Courtesy of Allan Engel
Things we never thought we’d see again:
A betamax cassette, the UK winning the Eurovision Song Contest and Phil Spearman taking a wicket. Well, let me just dig out my video of Katrina and the Waves because Rhino, the Vicar of Dibbly Dobbly, not only took a wicket, he took two. Against a decent team. On a relaid Blenheim wicket. And one of them was bowled
South Wales Hunts (not, apparently, cockney rhyming slang) were yesterday’s visitors, and were inserted in a timed game (although the precise timings were disconcertingly fluid). Nigel pulled up with an injury in his third over, but Gorgeous Georgie T and Raj bowled exceptionally well against a strong batting lineup, keeping the runs down and always looking dangerous. After them, Will and Phil kept up the pressure and SWH eventually declared at a belated tea interval for somewhere between 190 (the total in the scorebook) and 210 (the total on the scoreboard).
In the long and storied history of cricket teas (a volume on the subject is due to be published by Joe West), a footnote will have to be found for yesterday’s effort.
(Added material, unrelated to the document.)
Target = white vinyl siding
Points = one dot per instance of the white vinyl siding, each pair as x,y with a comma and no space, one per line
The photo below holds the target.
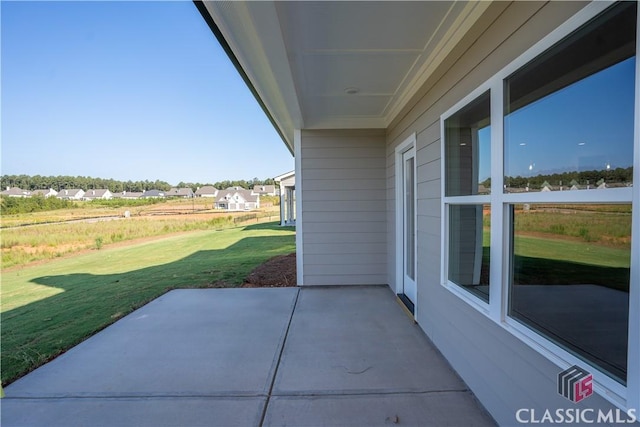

Never content to bow to the mediocre, the Talbots rustled up paella, chocolate biscuits and assorted berries. And beer. (There were no Smarties, so Get Well Soon Mike). The opposition were unanimous in their approval, but they are an exceedingly polite bunch.
To get close to their total, a depleted BPCC batting lineup were going to need something miraculous from Coxy and AN Other. Coxy came to the party with yet another half-century, but no-one else stayed with him for very long. Soon enough, thoughts turned to saving the game, and determined efforts from George, Will and Rob Kerr to bat out time were successful. If you have a betting slip for Shergar to win the Grand National ridden by Elvis Presley, I’d try and find it sharpish. It’s less unlikely than the lofted boundary over mid-off that Rob Kerr unfurled in the final over.
We may have finished a hundred short, but we drew, so take that you Hunts.